Looking for ways to boost your metabolism naturally? While no food will magically melt fat, some spices may help you burn more calories and maintain a healthy metabolic rate.
A higher metabolism can help you process food, perform vital tasks, manage your weight, and reduce your risk of conditions like diabetes and heart disease. So, which spices should you be looking for?
Chili peppers and chili powder contain a phytochemical called capsaicin, which is responsible for the pepper’s spicy flavor. This powerful compound:
- Protects against inflammation
- May help you burn fat
- May suppress appetite
- May help you burn more energy
Note: Some studies investigating how chili peppers and capsaicin affect metabolism show conflicting evidence. One study of over 6,000 people found that people who ate more chili peppers had higher body mass indexes (BMIs) and a greater risk of obesity. More research is needed to understand this relationship.
Cinnamon is a popular spice made from the bark of several species of cinnamon trees. It contains cinnamaldehyde, an essential oil that has been shown to:
- Increase calorie burn
- Boost thermogenesis, a process in which blood sugar and fatty acids are broken down to maintain body temperature
- Decrease waist circumference, BMI, and body weight
- Lower blood lipid levels (fatty substances in the blood) and promote blood sugar regulation, which can help protect against conditions like diabetes and heart disease
Known for its warm, spicy flavor, ginger root is a popular ingredient in sweet and savory dishes, such as baked goods and curries. Eating ginger regularly may.
- Reduce your appetite
- Boost thermogenesis
- Support fat loss
- Decrease waist circumference and belly fat. Higher belly fat is associated with metabolic syndrome, a group of symptoms like high blood sugar and high cholesterol that increase your risk for conditions like heart disease and stroke.
Note: Not all studies have found ginger effective for boosting fat loss. More research is needed to understand how ginger influences metabolism.
Turmeric is a brightly-colored spice that contains a pigment called curcumin. Curcumin has been shown to:
- Increase energy expenditure
- Stimulate fat burning
- Decrease fat accumulation
- Promote weight loss
- Reduce body weight, BMI, and waist circumference
- Increase levels of adiponectin, a protein that regulates processes like fatty acid breakdown. Low adiponectin levels are associated with metabolic conditions like obesity and diabetes.

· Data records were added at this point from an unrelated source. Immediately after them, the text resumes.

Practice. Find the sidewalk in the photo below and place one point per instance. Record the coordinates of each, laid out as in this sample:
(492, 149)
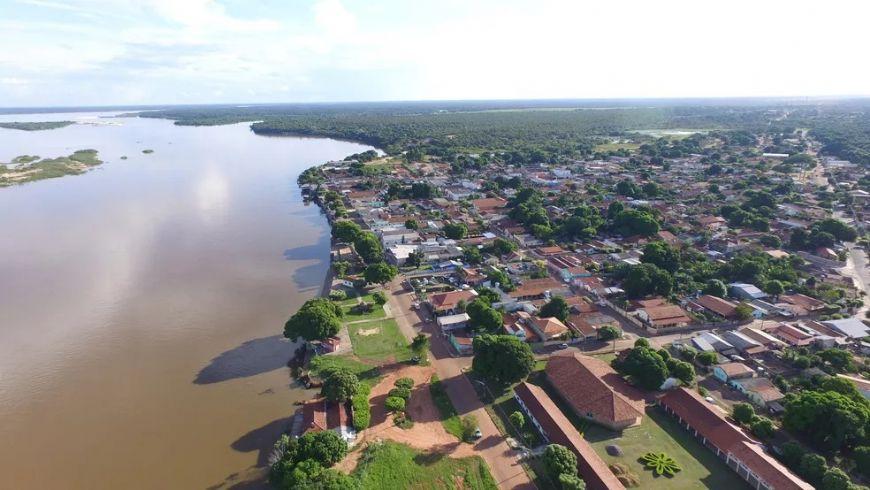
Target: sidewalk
(502, 460)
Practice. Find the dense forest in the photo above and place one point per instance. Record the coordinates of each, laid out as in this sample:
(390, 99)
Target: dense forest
(546, 130)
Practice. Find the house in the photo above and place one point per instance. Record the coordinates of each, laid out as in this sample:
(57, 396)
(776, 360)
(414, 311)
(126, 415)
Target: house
(761, 391)
(320, 415)
(555, 428)
(462, 342)
(398, 254)
(803, 301)
(548, 328)
(595, 391)
(448, 303)
(453, 322)
(665, 316)
(742, 454)
(743, 343)
(862, 384)
(537, 289)
(850, 327)
(745, 291)
(718, 306)
(732, 370)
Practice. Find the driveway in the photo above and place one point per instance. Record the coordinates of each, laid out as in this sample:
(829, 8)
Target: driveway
(503, 461)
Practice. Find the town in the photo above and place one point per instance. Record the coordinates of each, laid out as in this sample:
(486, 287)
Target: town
(673, 310)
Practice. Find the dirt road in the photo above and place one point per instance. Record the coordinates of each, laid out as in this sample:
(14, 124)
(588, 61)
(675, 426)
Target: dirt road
(502, 460)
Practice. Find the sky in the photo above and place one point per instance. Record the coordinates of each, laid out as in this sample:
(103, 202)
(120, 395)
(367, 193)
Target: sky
(133, 52)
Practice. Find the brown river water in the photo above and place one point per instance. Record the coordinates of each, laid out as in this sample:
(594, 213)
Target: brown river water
(141, 304)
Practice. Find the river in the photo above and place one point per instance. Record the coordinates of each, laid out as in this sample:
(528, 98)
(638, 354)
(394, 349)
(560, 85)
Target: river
(142, 303)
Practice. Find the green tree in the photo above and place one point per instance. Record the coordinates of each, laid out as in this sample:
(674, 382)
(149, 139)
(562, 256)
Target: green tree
(742, 412)
(836, 479)
(369, 248)
(394, 404)
(345, 231)
(380, 273)
(517, 419)
(557, 307)
(339, 385)
(456, 231)
(645, 366)
(568, 481)
(559, 460)
(503, 359)
(317, 319)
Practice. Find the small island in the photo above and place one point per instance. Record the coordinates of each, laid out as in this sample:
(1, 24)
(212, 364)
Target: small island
(29, 168)
(36, 126)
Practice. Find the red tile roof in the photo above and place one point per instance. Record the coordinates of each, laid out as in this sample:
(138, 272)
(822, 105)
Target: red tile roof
(558, 430)
(591, 385)
(712, 425)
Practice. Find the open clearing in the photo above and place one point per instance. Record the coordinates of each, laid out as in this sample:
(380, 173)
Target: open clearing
(379, 340)
(659, 433)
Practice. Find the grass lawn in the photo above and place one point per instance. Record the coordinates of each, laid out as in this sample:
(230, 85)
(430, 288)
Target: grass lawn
(605, 147)
(393, 465)
(660, 433)
(449, 418)
(367, 373)
(379, 340)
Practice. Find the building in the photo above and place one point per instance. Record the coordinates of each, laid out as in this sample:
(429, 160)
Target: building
(557, 429)
(850, 327)
(448, 303)
(595, 391)
(665, 316)
(452, 322)
(732, 370)
(548, 328)
(742, 454)
(718, 306)
(745, 291)
(761, 391)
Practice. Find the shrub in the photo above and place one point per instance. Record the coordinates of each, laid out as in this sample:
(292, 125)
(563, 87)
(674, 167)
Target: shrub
(394, 404)
(469, 427)
(743, 412)
(403, 393)
(559, 460)
(660, 463)
(362, 413)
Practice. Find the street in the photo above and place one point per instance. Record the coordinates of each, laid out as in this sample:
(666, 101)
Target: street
(502, 460)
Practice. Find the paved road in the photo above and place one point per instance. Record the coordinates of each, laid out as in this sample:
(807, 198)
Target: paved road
(502, 460)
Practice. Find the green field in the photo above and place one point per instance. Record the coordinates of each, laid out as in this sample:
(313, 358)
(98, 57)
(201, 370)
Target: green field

Cumin is a spice commonly used in Indian, African, Mexican, and other cuisines. Though research is limited, some studies suggest it may:
- Support fat loss
- Suppress appetite
- Reduce BMI and waist circumference
- Help reduce blood lipid levels, including LDL (bad) cholesterol
- Reduce blood sugar levels
Saffron is a spice from the saffron crocus flower. More research is needed to confirm if saffron significantly impacts metabolic health. However, some research suggests supplementing with this spice may:
- Help regulate body weight
- Support fat loss
- Lower blood sugar
- Lower LDL levels
- Increase levels of irisin, a hormone that increases energy expenditure and improves blood sugar regulation and insulin sensitivity
Other spices like fenugreek, cardamom, and black pepper may increase metabolism—at least based on animal and test tube studies. However:
- Human studies are limited.
- Most research focuses on the individual components of spices (such as piperine in black pepper) rather than the whole spice.
Still, many spices offer other health benefits, such as reducing inflammation and heart disease risk, so adding them to your diet is a win either way!
While using certain spices may positively affect metabolic health, changing your overall lifestyle is more effective. Try these science-backed strategies:
- Eat more protein: Proteins require more energy to break down than carbs or fats.
- Eat whole foods: Diets composed of healthy, whole ingredients are more likely to help you burn calories than diets high in ultra-processed foods.
- Move more: Exercise can increase muscle mass, improve fat burning, and significantly reduce metabolic disease risk.
- Rest: Getting the recommended 7-9 hours of sleep per night and managing stress can support metabolic health.
- Check for medical issues: Certain underlying health conditions, such as thyroid conditions, may affect metabolism and weight.
Adding spices like chili pepper, cinnamon, turmeric, and ginger to your meals may slightly help your metabolism, but they’re no magic bullet. Research into their metabolism-boosting effects is limited.
Your best bet? Focus on the big picture: Eat well, move often, get enough sleep, and manage stress. Spices are just a flavorful bonus!